Why They Stopped Freelancing

Fifteen Years of Watching Freelancers Return to Employment

I have been freelancing for about 15 years now.

When you keep doing this long enough, you start to see people you once worked with as fellow freelancers gradually become company employees again, one after another.

These were people who used to say that being an employee was too restrictive.

They left in search of freedom, only to return to employment in the end.

Life can be rather ironic.

When Health Changes the Meaning of Stability

The first person was an acquaintance who had been freelancing for a long time.

When I spoke with him after a long gap, he had become a company employee.

The reason was that his health had broken down.

For freelancers, when you stop working, your income stops too.

Health is not an asset. It is revenue itself.

His income probably went down after becoming an employee.

Even so, I think what he wanted was not higher compensation, but the reassurance that a fixed salary would be deposited into his account every month.

What feels boring when you are young can become the most valuable thing as you get older.

When Family Makes “It Will Work Out” Harder to Say

Another person was a freelancer I used to know a little.

He spent money freely and lived as if tomorrow could take care of itself.

Even when work dried up, his usual line was, “It will work out somehow.”

I happened to run into him again last year.

He had become a company employee.

The reason was marriage.

That was all.

When you are alone, “it will work out somehow” may be enough.

But once you have a family, that phrase stops carrying the same weight.

When you have people to protect, you start choosing stability over freedom.

That is not because you have become weaker.
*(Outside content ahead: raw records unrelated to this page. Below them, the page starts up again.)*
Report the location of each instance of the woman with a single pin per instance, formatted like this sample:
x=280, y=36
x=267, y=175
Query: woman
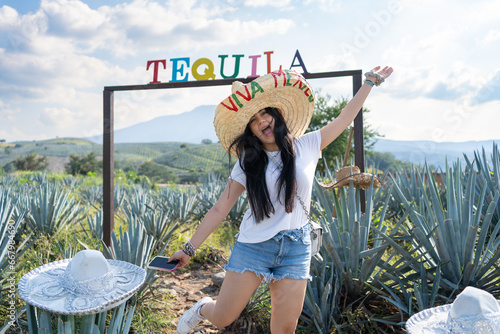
x=262, y=123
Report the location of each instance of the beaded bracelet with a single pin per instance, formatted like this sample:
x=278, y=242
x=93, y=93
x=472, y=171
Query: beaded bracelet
x=189, y=249
x=379, y=78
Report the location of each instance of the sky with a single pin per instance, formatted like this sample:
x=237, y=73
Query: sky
x=56, y=56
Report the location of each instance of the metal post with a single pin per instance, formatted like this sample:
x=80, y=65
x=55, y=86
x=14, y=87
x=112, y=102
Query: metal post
x=108, y=203
x=359, y=152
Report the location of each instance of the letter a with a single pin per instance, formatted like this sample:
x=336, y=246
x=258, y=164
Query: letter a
x=301, y=63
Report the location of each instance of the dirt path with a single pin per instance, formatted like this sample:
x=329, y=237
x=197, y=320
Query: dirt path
x=190, y=285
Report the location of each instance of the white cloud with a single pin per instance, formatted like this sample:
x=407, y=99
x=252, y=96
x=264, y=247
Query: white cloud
x=491, y=37
x=273, y=3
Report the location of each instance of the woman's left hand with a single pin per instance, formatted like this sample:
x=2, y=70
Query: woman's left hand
x=384, y=73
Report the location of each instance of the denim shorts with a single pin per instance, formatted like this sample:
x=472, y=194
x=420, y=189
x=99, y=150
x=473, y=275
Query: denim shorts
x=286, y=255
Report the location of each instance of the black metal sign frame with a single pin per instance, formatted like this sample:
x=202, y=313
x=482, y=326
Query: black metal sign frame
x=108, y=132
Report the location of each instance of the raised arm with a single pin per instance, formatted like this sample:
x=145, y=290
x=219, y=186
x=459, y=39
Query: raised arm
x=213, y=218
x=333, y=129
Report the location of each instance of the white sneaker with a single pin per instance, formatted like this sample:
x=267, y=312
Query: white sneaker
x=192, y=317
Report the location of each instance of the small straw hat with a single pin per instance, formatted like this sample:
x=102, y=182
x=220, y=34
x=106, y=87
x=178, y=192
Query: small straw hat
x=285, y=90
x=352, y=173
x=86, y=284
x=474, y=311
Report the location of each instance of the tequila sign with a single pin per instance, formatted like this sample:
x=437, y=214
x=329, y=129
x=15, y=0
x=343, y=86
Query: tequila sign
x=204, y=68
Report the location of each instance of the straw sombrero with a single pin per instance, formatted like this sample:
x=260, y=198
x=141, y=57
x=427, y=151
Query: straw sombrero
x=285, y=90
x=474, y=311
x=352, y=173
x=86, y=284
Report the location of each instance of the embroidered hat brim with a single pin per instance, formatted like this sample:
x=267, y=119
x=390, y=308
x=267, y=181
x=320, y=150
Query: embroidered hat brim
x=361, y=180
x=46, y=288
x=435, y=321
x=285, y=90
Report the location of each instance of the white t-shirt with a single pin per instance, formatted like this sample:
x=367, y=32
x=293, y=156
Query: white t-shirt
x=307, y=153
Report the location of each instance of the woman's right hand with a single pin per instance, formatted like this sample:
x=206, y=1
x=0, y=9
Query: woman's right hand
x=183, y=257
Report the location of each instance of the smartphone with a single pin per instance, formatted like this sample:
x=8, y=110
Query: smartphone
x=161, y=263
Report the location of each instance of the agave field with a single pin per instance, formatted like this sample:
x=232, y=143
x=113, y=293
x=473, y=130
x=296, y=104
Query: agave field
x=417, y=244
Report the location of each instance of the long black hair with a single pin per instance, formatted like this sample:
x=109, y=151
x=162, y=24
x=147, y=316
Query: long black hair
x=254, y=164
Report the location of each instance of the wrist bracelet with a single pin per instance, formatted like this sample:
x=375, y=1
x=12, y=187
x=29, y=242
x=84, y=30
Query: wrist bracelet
x=189, y=249
x=378, y=77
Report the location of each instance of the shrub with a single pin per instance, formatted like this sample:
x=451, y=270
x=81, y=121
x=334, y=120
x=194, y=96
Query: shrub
x=31, y=162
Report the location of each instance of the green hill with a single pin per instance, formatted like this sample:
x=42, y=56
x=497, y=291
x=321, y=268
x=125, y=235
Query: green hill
x=181, y=158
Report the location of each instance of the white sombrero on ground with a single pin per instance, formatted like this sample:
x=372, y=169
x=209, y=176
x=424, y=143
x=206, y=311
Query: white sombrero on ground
x=86, y=284
x=474, y=311
x=285, y=90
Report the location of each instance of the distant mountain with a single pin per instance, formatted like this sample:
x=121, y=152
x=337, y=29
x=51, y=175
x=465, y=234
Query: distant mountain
x=194, y=126
x=434, y=153
x=189, y=127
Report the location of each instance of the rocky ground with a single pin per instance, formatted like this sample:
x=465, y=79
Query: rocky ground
x=189, y=286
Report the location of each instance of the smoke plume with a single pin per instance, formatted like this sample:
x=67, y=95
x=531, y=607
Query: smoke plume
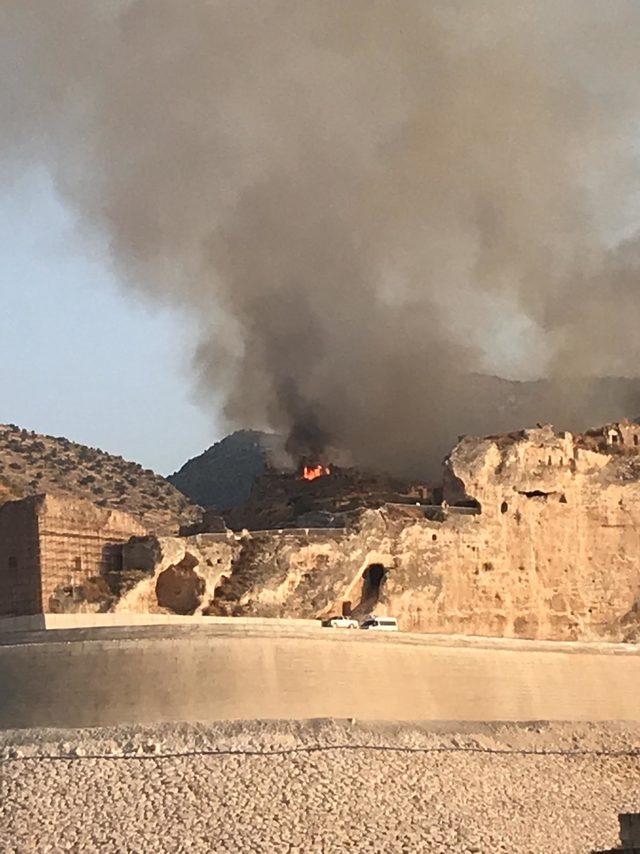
x=367, y=206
It is because your responsibilities have increased.

Freedom Also Means Carrying Everything Yourself

Freelancing is a free way to work.

You can choose when and where you work.

You can also turn down jobs you do not want.
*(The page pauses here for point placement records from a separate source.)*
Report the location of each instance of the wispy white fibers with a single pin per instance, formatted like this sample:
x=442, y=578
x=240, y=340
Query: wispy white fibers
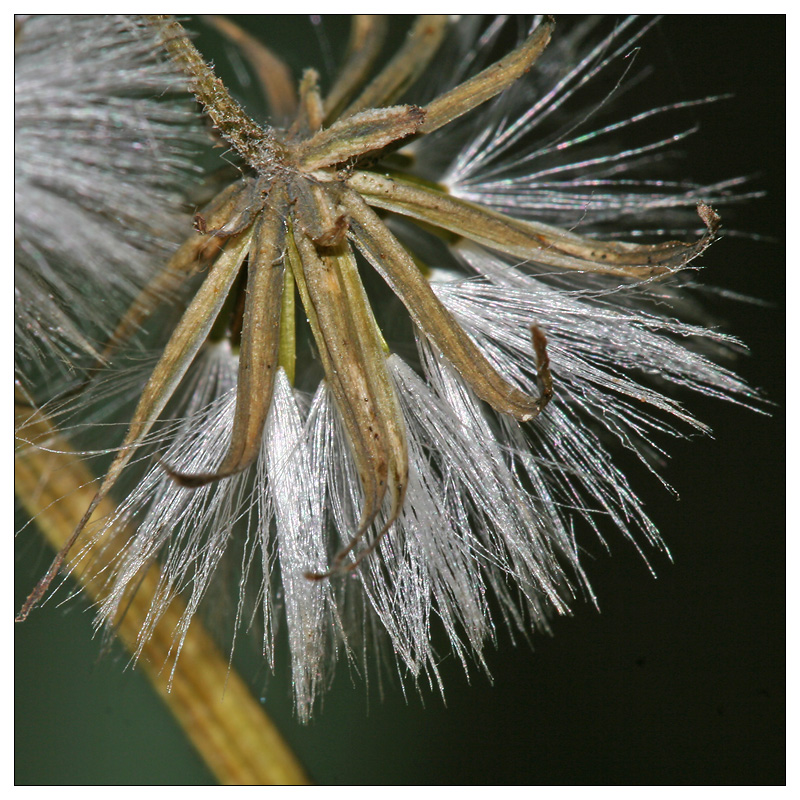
x=496, y=512
x=103, y=134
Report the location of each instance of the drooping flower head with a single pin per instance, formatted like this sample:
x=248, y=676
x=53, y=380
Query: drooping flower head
x=396, y=492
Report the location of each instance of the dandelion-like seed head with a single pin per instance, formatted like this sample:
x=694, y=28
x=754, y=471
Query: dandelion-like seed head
x=392, y=497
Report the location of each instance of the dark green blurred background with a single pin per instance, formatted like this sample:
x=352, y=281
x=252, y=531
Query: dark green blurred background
x=679, y=679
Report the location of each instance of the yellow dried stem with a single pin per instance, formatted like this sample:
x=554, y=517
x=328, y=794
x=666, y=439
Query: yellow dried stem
x=230, y=730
In exchange, whatever happens, you have to absorb it yourself.

If projects disappear, that is on you.

If you get sick, that is on you.

If the economy worsens, that is on you.

These days, even if AI pushes rates down, that is on you too.

Rather than calling it freedom, it may be more accurate to call it a lack of guarantees.

That is why more people return to company employment as they get older.

When you are young, freedom is attractive.

But once you start thinking seriously about your health and your family, the value of stability suddenly looks much larger.

Why I Am Still Freelancing

Then I turn the question back on myself.

I do not have children.

My spouse also works.

There is no doubt that this is part of why I can still continue freelancing.

If I had children, and if the entire household depended only on my income, I probably would have become a company employee long ago.

“Because I want freedom.”

I am not stylish enough, or stubborn enough, to drag my family into an unstable life for that reason.

So when I see people return to company employment, I do not think they lost.

Their priorities in life simply changed.

And I have not continued this far on ability alone.

I was healthy.

I was fortunate in my family circumstances.

I have been helped by that kind of luck too.

Freelancing is not a simple world where you can survive on skill alone.

Freedom is not something you obtain entirely through your own power. It only becomes possible when the environment around you helps support it.

That said, this is also a very Japanese way of looking at employment.

In many other countries, even full-time employees can be laid off without much hesitation.

From that perspective, being a company employee may not be so different from being a freelancer after all.

People working overseas have it hard in their own way.